Google"s Threat Analysis Group (TAG) says that on January 4, 2022, it noticed deployments of an exploit kit in Chrome. Then on February 10, it tracked activity from two North Korea-backed groups exploiting the same issue too. The targets were primarily U.S.-based news, IT, cryptocurrency, and fintech outlets. Google successfully patched the vulnerability on February 14. Given the fact that all attackers used the same exploit kit, TAG has theorized that all of them may share the same malware supply chain and it"s possible that other threat actors from North Korea have access to shared tooling too.
Google says that personnel from news media outlets were sent emails from attackers pretending to be recruiters from Disney, Google, and Oracle. The emails contained links to fake sites which were duplicates of recruitment portals like ZipRecruiter and Indeed. Meanwhile, fintech and cryptocurrency firms were sent links to infected websites owned by legitimate fintech companies. Any individual who clicked on the links would have a hidden iframe served to them, which would trigger an exploit.
In terms of what the exploit actually did, here"s a run-down:
The kit initially serves some heavily obfuscated javascript used to fingerprint the target system.

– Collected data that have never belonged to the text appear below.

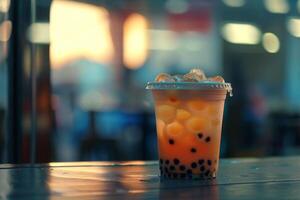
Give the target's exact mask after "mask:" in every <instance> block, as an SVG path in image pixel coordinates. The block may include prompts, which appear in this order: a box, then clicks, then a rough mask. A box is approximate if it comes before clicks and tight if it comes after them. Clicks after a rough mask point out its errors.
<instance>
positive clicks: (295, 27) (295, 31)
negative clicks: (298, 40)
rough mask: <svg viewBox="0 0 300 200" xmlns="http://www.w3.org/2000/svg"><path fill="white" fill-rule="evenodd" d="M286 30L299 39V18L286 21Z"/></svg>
mask: <svg viewBox="0 0 300 200" xmlns="http://www.w3.org/2000/svg"><path fill="white" fill-rule="evenodd" d="M287 28H288V31H289V33H290V34H291V35H293V36H295V37H300V18H290V19H289V20H288V21H287Z"/></svg>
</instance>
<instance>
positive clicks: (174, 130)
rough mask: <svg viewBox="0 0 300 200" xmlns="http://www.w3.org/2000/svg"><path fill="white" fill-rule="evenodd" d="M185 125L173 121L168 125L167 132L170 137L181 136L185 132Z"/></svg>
mask: <svg viewBox="0 0 300 200" xmlns="http://www.w3.org/2000/svg"><path fill="white" fill-rule="evenodd" d="M183 130H184V127H183V125H181V124H180V123H178V122H172V123H170V124H168V125H167V128H166V132H167V134H168V136H169V137H176V136H180V135H181V134H182V133H183Z"/></svg>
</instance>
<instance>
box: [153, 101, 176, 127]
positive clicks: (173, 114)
mask: <svg viewBox="0 0 300 200" xmlns="http://www.w3.org/2000/svg"><path fill="white" fill-rule="evenodd" d="M156 112H157V113H156V116H157V118H159V119H161V120H163V121H164V122H165V123H171V122H172V121H173V120H174V119H175V117H176V108H175V107H174V106H170V105H161V106H158V107H157V110H156Z"/></svg>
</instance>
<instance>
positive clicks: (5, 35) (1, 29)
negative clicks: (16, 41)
mask: <svg viewBox="0 0 300 200" xmlns="http://www.w3.org/2000/svg"><path fill="white" fill-rule="evenodd" d="M11 31H12V23H11V21H9V20H5V21H3V22H2V23H1V24H0V41H1V42H7V41H8V40H9V38H10V35H11Z"/></svg>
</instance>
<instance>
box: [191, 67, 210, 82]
mask: <svg viewBox="0 0 300 200" xmlns="http://www.w3.org/2000/svg"><path fill="white" fill-rule="evenodd" d="M189 74H197V76H198V77H199V78H200V79H201V80H206V76H205V74H204V72H203V71H202V70H201V69H192V70H191V71H190V72H189Z"/></svg>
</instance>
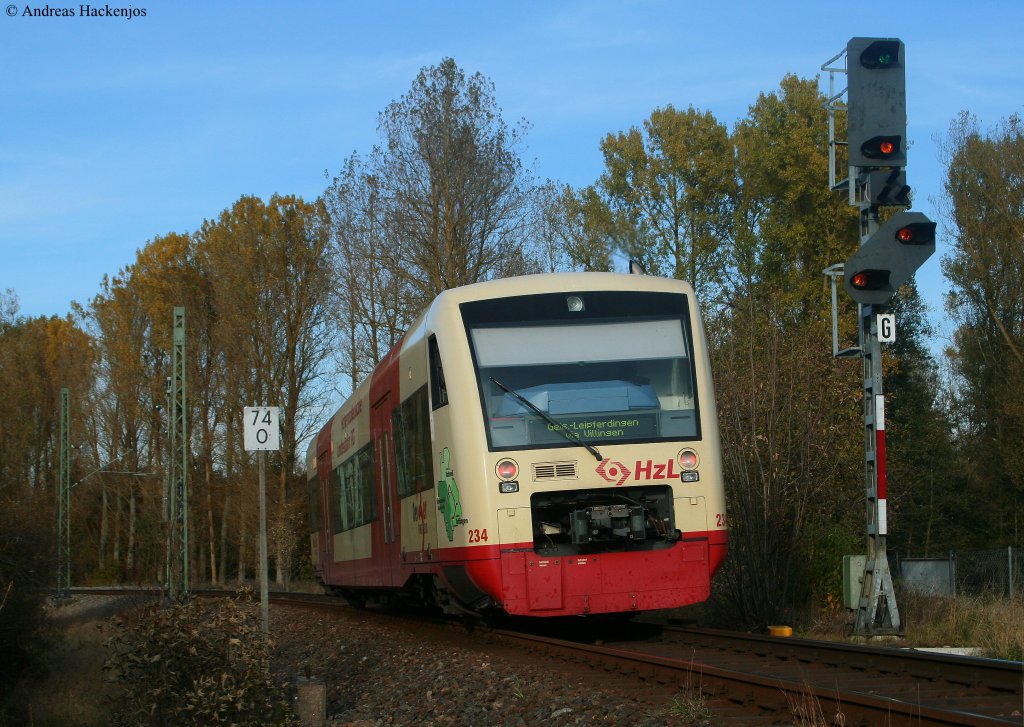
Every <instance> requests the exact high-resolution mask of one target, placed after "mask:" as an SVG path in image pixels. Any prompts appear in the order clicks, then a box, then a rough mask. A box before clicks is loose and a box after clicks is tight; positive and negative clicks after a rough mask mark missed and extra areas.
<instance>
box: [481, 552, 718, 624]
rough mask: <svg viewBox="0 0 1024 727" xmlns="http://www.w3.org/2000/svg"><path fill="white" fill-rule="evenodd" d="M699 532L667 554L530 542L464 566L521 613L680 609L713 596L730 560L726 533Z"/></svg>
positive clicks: (659, 552)
mask: <svg viewBox="0 0 1024 727" xmlns="http://www.w3.org/2000/svg"><path fill="white" fill-rule="evenodd" d="M695 534H696V533H690V537H688V538H686V539H684V540H683V541H680V542H678V543H676V544H675V545H674V546H672V547H671V548H665V549H662V550H649V551H633V552H629V553H600V554H595V555H569V556H540V555H538V554H537V553H535V552H534V550H532V544H530V543H522V544H517V545H509V544H505V545H503V546H502V550H501V553H500V555H499V557H498V558H497V559H496V558H488V559H483V560H471V561H467V562H465V564H464V567H465V568H466V573H467V574H468V575H469V578H470V579H471V580H472V582H473V583H474V584H475V585H476V586H477V588H479V589H480V591H482V592H484V593H486V594H488V595H489V596H490V597H492V598H494V599H495V600H496V601H498V602H499V603H501V604H502V605H503V606H504V608H505V610H506V611H508V612H509V613H512V614H515V615H532V616H560V615H574V614H582V613H614V612H627V611H645V610H652V609H658V608H676V607H679V606H684V605H687V604H690V603H697V602H699V601H703V600H706V599H707V598H708V596H709V594H710V593H711V576H712V573H714V571H715V570H716V569H717V568H718V566H719V564H720V563H721V562H722V560H723V558H724V556H725V533H724V532H711V533H700V534H699V536H697V537H694V536H695ZM709 536H710V537H711V538H709ZM712 539H714V541H715V542H712Z"/></svg>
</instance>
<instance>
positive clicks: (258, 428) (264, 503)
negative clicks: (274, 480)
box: [244, 407, 281, 634]
mask: <svg viewBox="0 0 1024 727" xmlns="http://www.w3.org/2000/svg"><path fill="white" fill-rule="evenodd" d="M280 411H281V410H280V408H279V407H246V409H245V427H244V440H245V447H246V452H255V453H256V455H257V460H258V462H259V611H260V621H261V623H262V628H263V633H264V634H269V633H270V598H269V589H268V586H267V562H266V561H267V555H266V453H267V452H268V451H269V452H276V451H278V450H280V448H281V417H280V414H279V413H280Z"/></svg>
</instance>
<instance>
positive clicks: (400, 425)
mask: <svg viewBox="0 0 1024 727" xmlns="http://www.w3.org/2000/svg"><path fill="white" fill-rule="evenodd" d="M391 428H392V430H393V431H394V455H395V464H396V466H397V470H398V497H399V498H407V497H409V496H410V495H414V494H416V493H420V491H423V490H425V489H430V488H431V487H433V469H434V462H433V456H432V451H431V445H430V408H429V404H428V402H427V387H426V386H423V387H421V388H420V389H418V390H417V391H415V392H414V393H413V395H412V396H410V397H409V398H408V399H406V400H404V401H402V402H401V404H399V405H398V407H395V409H394V412H393V413H392V415H391Z"/></svg>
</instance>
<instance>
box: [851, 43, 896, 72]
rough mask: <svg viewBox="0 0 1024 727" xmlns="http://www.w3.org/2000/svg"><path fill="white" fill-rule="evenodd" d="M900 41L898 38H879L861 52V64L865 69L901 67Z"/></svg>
mask: <svg viewBox="0 0 1024 727" xmlns="http://www.w3.org/2000/svg"><path fill="white" fill-rule="evenodd" d="M899 46H900V42H899V41H898V40H878V41H874V42H873V43H871V44H870V45H869V46H867V47H866V48H864V51H863V52H862V53H861V54H860V65H861V67H862V68H865V69H890V68H894V67H895V68H898V67H899V51H900V48H899Z"/></svg>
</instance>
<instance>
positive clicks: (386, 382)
mask: <svg viewBox="0 0 1024 727" xmlns="http://www.w3.org/2000/svg"><path fill="white" fill-rule="evenodd" d="M306 476H307V488H308V505H309V508H308V513H309V526H308V529H309V548H310V557H311V560H312V564H313V568H314V570H315V573H316V578H317V579H318V580H319V581H321V582H322V583H323V585H324V587H325V588H326V589H327V590H328V591H329V592H331V593H336V594H339V595H341V596H343V597H345V598H346V599H348V600H349V601H351V602H353V603H356V604H366V603H368V602H382V601H384V602H388V601H395V600H400V601H411V602H414V603H417V604H423V605H426V606H430V607H434V608H440V609H441V610H443V611H444V612H447V613H460V614H467V613H469V614H486V613H506V614H510V615H514V616H541V617H546V616H573V615H588V614H629V613H637V612H641V611H648V610H656V609H667V608H674V607H679V606H684V605H688V604H692V603H696V602H699V601H702V600H706V599H707V598H708V596H709V594H710V589H711V581H712V576H713V574H714V573H715V571H716V569H717V568H718V567H719V566H720V565H721V563H722V562H723V560H724V558H725V555H726V550H727V543H728V534H727V533H728V531H727V526H726V513H725V494H724V486H723V472H722V457H721V448H720V443H719V433H718V415H717V411H716V404H715V395H714V388H713V382H712V371H711V365H710V360H709V355H708V346H707V342H706V337H705V331H703V324H702V322H701V317H700V314H699V311H698V306H697V302H696V300H695V298H694V293H693V289H692V287H691V286H690V285H689V284H687V283H685V282H682V281H675V280H669V279H665V277H658V276H654V275H646V274H628V273H615V272H554V273H544V274H536V275H522V276H517V277H507V279H499V280H493V281H487V282H483V283H477V284H473V285H468V286H465V287H460V288H454V289H450V290H446V291H444V292H442V293H441V294H440V295H438V296H437V297H436V298H435V299H434V300H433V302H432V303H431V304H430V305H429V306H428V307H427V308H426V309H425V310H424V311H422V312H421V313H420V314H419V316H418V317H417V318H416V320H415V322H414V323H413V325H412V326H411V327H410V329H409V330H408V331H407V332H406V334H404V335H403V337H402V338H401V340H400V341H399V342H398V344H397V345H395V346H394V348H393V349H392V350H391V351H390V352H389V353H388V354H387V355H386V356H385V357H384V359H383V360H381V362H380V363H379V365H378V366H377V368H376V369H375V370H374V371H373V373H372V374H371V375H370V376H369V377H368V378H367V379H366V380H365V381H364V382H362V383H361V384H360V385H359V386H358V387H356V388H355V390H354V391H353V392H352V393H351V395H350V396H349V397H348V398H347V400H346V401H345V402H344V403H343V405H342V407H341V408H340V409H339V410H338V411H337V412H336V413H335V414H334V416H332V417H331V419H330V420H329V421H328V422H327V423H326V424H325V425H324V426H323V428H322V429H319V431H318V433H317V434H316V435H315V436H314V437H313V438H312V440H311V441H310V443H309V446H308V448H307V452H306Z"/></svg>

This script collected all available client information such as the user-agent, resolution, etc. and then sent it back to the exploitation server. If a set of unknown requirements were met, the client would be served a Chrome RCE exploit and some additional javascript. If the RCE was successful, the javascript would request the next stage referenced within the script as “SBX”, a common acronym for Sandbox Escape. We unfortunately were unable to recover any of the stages that followed the initial RCE.
The attackers also employed several sophisticated methods to hide their activity. This included having the iframe open only in time slots in which they expected the target to visit a website, unique URLs in links for one-time click implementations, AES-based encryption in exploitation steps, and atomicity of the exploitation pipeline.

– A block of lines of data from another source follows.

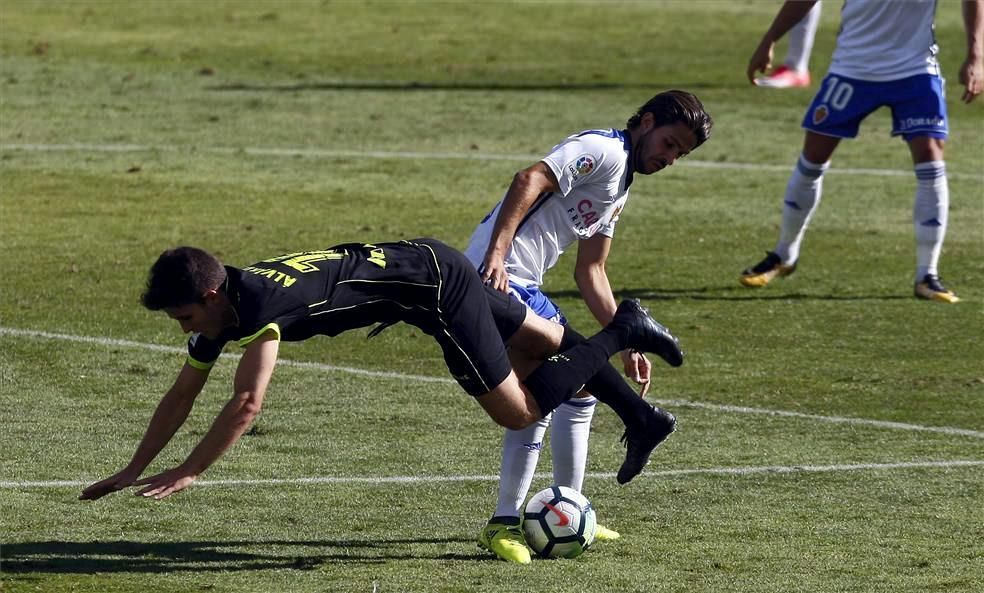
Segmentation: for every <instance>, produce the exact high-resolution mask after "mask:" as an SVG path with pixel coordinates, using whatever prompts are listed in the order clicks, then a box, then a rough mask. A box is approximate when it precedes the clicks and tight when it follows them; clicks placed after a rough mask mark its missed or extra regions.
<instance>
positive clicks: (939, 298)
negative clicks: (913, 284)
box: [914, 274, 960, 303]
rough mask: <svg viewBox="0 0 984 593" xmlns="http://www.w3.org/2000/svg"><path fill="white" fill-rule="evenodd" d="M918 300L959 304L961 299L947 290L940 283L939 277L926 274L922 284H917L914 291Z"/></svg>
mask: <svg viewBox="0 0 984 593" xmlns="http://www.w3.org/2000/svg"><path fill="white" fill-rule="evenodd" d="M914 292H915V295H916V298H920V299H926V300H928V301H936V302H938V303H959V302H960V298H959V297H958V296H957V295H955V294H953V291H952V290H947V289H946V287H945V286H943V282H941V281H940V277H939V276H935V275H933V274H926V275H925V276H923V279H922V282H916V288H915V290H914Z"/></svg>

Although Google fixed the remote code execution (RCE) vulnerability in Chrome on February 14, it hopes that by sharing these details, it can encourage users to update their browsers to receive the latest security updates and enabled Enhanced Safe Browsing in Chrome. The indicators of compromise (IoC) shared may also help in other firms and personnel protecting themselves against similar activities. Everyone targeted by the North Korean threat actors in the last couple of months has already been informed.